Digitization for Public Librarians

Why public libraries should digitize local history
It is part of the service mission of the library to protect the community's collective memory, the skills to do so are easily acquired, the equipment is either already available or inexpensive to purchase, libraries own or can readily obtain the rare items, no one else will bother, the number of available items is finite and it will benefit the community.

Copyright
This is a concern, but should not paralyze you. Susan Kornfield has produced a guide for libraries digitizing. Some important points: copyright is not forever, it does NOT exist to protect the author, copying or digitizing does not confer copyright and  libraries acting in good faith have some safeguards.

Standards and Best Practices
The goal of standards and best practices is to handle the item once. The problems with standards are: they will change, they offer only temporary protection and they are beyond the means of most public libraries. The answer may be responsible minimalism. Don't let the perfect be the enemy of the possible. 

Access and Preservation
To digitize a document is different than preserving it, the goal of preservation being to provide access to an original item. Digitization complements preservation by protecting the original and providing far superior access.

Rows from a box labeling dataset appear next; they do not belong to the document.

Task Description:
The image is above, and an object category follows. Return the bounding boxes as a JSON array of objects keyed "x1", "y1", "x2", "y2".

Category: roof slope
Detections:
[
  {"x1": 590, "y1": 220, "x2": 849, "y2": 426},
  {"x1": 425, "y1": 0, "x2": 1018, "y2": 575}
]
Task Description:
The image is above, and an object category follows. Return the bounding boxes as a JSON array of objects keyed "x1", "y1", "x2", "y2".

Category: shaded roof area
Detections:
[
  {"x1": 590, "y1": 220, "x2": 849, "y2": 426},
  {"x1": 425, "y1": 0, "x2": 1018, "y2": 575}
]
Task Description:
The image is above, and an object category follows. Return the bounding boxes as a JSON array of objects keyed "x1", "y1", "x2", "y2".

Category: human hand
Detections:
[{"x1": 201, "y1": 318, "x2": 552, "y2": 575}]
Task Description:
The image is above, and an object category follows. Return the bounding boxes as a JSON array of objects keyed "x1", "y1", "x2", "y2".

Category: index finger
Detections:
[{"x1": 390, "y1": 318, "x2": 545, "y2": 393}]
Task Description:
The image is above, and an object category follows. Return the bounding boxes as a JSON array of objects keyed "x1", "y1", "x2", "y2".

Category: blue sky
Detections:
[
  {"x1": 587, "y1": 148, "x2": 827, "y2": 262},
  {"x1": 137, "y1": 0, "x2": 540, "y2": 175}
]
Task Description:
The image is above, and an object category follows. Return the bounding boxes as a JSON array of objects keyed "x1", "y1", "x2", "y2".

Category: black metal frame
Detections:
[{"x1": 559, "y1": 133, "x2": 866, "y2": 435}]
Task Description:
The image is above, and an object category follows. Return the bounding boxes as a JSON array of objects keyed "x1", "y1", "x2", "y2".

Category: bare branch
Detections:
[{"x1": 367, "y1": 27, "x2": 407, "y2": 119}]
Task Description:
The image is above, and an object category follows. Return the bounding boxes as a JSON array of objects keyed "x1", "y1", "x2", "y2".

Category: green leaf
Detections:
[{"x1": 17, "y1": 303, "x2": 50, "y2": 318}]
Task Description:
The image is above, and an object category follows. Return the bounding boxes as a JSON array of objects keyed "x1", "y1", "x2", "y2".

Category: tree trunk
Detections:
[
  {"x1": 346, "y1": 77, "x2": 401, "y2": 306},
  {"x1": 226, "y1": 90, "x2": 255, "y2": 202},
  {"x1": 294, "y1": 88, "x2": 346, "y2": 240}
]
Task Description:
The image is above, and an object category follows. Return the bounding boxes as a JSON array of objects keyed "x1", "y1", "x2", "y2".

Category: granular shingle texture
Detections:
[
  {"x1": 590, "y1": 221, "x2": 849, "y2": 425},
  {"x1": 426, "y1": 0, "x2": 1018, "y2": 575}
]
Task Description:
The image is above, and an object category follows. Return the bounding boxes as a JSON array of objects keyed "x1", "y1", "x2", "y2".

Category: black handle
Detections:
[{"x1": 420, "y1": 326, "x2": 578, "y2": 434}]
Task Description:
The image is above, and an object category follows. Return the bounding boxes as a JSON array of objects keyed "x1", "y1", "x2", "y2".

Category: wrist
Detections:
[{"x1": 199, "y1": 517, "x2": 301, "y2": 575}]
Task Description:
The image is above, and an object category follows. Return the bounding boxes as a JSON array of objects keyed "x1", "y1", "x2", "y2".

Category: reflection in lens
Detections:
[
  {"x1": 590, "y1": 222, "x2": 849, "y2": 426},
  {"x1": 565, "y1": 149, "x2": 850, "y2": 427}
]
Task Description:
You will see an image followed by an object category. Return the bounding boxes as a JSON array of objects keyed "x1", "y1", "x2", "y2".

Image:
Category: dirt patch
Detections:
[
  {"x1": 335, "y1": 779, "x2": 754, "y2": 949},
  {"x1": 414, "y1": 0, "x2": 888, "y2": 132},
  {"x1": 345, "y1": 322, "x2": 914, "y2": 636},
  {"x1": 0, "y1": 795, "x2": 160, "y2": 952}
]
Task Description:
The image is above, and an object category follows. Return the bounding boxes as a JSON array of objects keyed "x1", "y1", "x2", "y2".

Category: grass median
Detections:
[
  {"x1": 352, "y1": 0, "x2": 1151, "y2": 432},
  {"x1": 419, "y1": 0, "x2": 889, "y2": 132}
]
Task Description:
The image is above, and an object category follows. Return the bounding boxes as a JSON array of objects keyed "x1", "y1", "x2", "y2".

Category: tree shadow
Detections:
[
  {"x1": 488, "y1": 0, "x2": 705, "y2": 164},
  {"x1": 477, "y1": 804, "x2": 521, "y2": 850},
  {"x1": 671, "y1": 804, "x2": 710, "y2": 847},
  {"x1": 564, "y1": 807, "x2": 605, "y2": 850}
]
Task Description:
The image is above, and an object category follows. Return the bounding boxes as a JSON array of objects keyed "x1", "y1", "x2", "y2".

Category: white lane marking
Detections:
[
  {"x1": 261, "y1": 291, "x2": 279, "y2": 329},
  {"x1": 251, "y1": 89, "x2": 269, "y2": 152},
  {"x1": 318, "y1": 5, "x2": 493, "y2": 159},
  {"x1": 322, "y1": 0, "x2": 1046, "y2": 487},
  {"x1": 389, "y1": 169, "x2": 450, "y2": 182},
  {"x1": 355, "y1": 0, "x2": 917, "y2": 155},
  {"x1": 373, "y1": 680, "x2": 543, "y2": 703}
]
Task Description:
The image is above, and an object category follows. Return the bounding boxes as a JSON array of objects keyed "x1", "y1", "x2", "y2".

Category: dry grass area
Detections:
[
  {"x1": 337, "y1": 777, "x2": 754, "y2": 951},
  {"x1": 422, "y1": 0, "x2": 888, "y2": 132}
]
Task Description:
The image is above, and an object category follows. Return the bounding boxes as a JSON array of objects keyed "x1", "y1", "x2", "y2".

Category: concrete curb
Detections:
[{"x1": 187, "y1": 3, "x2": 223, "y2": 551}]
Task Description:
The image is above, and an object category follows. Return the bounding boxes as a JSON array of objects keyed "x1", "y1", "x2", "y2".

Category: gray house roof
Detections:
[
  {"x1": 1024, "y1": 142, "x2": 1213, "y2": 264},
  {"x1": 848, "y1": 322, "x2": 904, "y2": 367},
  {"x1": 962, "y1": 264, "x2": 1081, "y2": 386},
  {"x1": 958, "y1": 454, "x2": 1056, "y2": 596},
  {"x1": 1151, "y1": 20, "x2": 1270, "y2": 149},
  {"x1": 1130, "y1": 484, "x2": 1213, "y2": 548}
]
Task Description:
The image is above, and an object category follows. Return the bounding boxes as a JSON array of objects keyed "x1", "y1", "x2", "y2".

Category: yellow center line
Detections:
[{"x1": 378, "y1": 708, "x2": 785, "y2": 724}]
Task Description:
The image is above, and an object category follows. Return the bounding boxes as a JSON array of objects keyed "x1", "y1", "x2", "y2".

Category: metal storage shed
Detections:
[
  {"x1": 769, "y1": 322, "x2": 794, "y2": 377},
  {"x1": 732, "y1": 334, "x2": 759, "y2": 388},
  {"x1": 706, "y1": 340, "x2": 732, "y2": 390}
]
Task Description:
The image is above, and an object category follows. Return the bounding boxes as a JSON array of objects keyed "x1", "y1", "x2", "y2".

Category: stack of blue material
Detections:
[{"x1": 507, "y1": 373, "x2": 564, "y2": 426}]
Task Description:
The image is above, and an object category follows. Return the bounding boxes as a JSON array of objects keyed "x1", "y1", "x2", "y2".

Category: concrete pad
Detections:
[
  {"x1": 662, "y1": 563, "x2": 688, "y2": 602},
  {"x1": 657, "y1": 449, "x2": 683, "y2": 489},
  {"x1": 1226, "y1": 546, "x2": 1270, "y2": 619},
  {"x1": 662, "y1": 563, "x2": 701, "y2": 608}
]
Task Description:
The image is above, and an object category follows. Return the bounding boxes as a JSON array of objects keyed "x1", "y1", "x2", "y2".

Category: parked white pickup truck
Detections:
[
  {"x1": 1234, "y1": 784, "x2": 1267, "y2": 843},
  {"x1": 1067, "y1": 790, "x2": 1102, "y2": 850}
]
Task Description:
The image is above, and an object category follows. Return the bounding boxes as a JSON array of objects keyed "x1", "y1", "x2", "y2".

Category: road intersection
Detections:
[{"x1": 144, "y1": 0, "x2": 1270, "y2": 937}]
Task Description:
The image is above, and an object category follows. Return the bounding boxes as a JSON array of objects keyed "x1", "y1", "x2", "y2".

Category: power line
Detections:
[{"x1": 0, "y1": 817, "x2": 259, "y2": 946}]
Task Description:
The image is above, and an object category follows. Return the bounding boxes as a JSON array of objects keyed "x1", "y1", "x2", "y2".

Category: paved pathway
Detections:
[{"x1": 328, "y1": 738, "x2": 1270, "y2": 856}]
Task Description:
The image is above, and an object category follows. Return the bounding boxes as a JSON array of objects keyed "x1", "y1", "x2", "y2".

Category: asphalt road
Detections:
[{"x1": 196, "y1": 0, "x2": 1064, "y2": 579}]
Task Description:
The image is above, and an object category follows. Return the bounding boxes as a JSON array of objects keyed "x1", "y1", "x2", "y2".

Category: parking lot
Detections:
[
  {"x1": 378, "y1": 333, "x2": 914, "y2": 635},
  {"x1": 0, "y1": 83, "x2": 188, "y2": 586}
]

Some Concepts and Definitions

File Formats and Display Types
Masters and derivatives - A master file is saved in the highest quality possible. Derivatives are files created from masters for display purposes.
TIFF or TIF (Tagged Information File Format) - A widely-used bitmapped graphics file format handles monochrome, gray scale, 8-and 24-bit color. The masters of scanning files are often saved in this format.
GIF (Graphics Interchange Format)  - A popular bitmapped graphics file format which is widely used on the Web, because the files compress well, but losslessly.
JPEG or JPG (Joint Photographic Experts Group) - A format that is becoming very popular due to its high compression capability. It provides lossy compression. The rate of compression can be controlled, resulting in high or low quality images.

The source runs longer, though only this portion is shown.